NYLCV also supports a sales tax exemption on the sale of battery energy storage systems. These battery systems are critical to meeting our climate goals because, by allowing for the storage of distributed solar energy, they can be used at times of peak electric demand, uneven power generation, and power outages. Many New Yorkers who frequently lose power during storms have invested in diesel-fueled backup generators, which are exempt from sales tax.

“Making it easier for New Yorkers to have reliable backup power is a worthy public policy goal, but there is no reason why New York should encourage the sale of diesel-fueled generators that have large carbon footprints and noxious emission profiles while requiring full sales tax for zero-emission battery storage systems that can do the same job with no negative externalities and have beneficial uses at times other than during power outages,” said McClellan in his testimony before the Joint Environmental Conservation Committee at their budget hearing.

NYLCV supports including legislation to exempt renewable energy project payments in lieu of taxes (PILOTs) from the tax cap calculation, appropriate funds to support outreach, education, and assistance in communities hosting renewable energy projects, and create a process for community solar projects to appeal unreasonable local siting laws to the Office of Renewable Energy Siting (ORES).

“New York is, commendably, increasing the rate at which we build new small- and medium-sized solar farms. However, we are still well short of what is required by the CLCPA,” McClellan told the committee. “These changes would increase the development of community solar and benefit local communities that host renewable energy projects.”

In the coming months, when budget negotiations give way to legislative action by lawmakers, NYLCV will advocate for the state to do everything in its power to meet its ambitious clean energy goals. New York is striving to achieve 70% renewable electricity by 2030 and 100% clean energy by 2040. Reaching these goals is dependent on the timely procurement, responsible siting, permitting and transmission of 9 gigawatts of offshore wind by 2035, while increasing the state’s offshore wind goal to 20 gigawatts by 2050. This 2050 total would power almost eight million New York homes.

[Join us in urging Governor Hochul’s administration to grow New York’s offshore wind energy sector: sign the petition today!]

In addition to adding wind power, NYLCV believes strongly that the state needs to ramp up its use of solar power. We encourage Gov. Hochul and the state legislature to streamline regulations and provide financial incentives for consumers so that the state is able to achieve 10 gigawatts of solar power by 2030. This would provide power for almost four million homes in New York State.

“Solar is essential if the state is going to meet its energy goals,” McClellan said.

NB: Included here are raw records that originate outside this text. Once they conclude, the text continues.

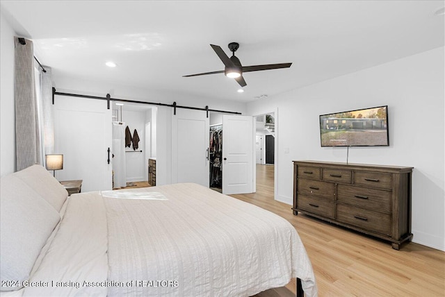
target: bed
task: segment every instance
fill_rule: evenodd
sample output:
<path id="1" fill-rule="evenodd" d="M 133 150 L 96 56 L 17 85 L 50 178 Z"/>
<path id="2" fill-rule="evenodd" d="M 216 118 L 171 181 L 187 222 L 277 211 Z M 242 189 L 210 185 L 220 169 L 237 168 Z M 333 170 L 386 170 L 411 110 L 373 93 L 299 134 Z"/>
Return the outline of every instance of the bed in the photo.
<path id="1" fill-rule="evenodd" d="M 70 197 L 40 165 L 1 178 L 1 296 L 250 296 L 317 287 L 285 219 L 204 187 Z"/>

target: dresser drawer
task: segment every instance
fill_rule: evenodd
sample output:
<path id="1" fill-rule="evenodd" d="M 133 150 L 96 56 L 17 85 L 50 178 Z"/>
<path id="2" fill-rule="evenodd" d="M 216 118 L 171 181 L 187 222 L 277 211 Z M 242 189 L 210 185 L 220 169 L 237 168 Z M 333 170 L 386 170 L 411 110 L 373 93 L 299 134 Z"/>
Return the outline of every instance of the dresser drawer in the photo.
<path id="1" fill-rule="evenodd" d="M 359 207 L 390 212 L 392 192 L 339 184 L 337 200 Z"/>
<path id="2" fill-rule="evenodd" d="M 299 195 L 297 207 L 314 214 L 334 218 L 335 207 L 334 203 L 323 198 Z"/>
<path id="3" fill-rule="evenodd" d="M 320 168 L 311 167 L 309 166 L 298 166 L 297 171 L 298 177 L 305 177 L 307 178 L 314 178 L 315 180 L 320 179 Z"/>
<path id="4" fill-rule="evenodd" d="M 356 171 L 355 184 L 381 189 L 392 189 L 392 174 Z"/>
<path id="5" fill-rule="evenodd" d="M 343 223 L 391 235 L 391 214 L 337 204 L 337 219 Z"/>
<path id="6" fill-rule="evenodd" d="M 321 179 L 350 184 L 351 183 L 351 176 L 350 170 L 323 169 Z"/>
<path id="7" fill-rule="evenodd" d="M 297 191 L 307 196 L 318 196 L 327 199 L 334 200 L 335 184 L 319 180 L 311 180 L 298 178 Z"/>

Other renewable energy goals for the new year include adding electricity produced by anaerobic digesters to the definition of clean energy pursuant to the state’s climate law. Use of anaerobic digesters turns waste – animal, human and food waste – into biogas that can be used to generate electricity. 

And, finally, a goal we will not bend on in 2024 is to ensure the implementation of environmental justice benchmarks in the CLCPA, to make sure at least 35 to 40 percent of clean energy investments benefit disadvantaged communities. Addressing generations of environmental injustice is not an “also do”; it’s an inextricable component of NYLCV’s Agenda and to the broader climate fight.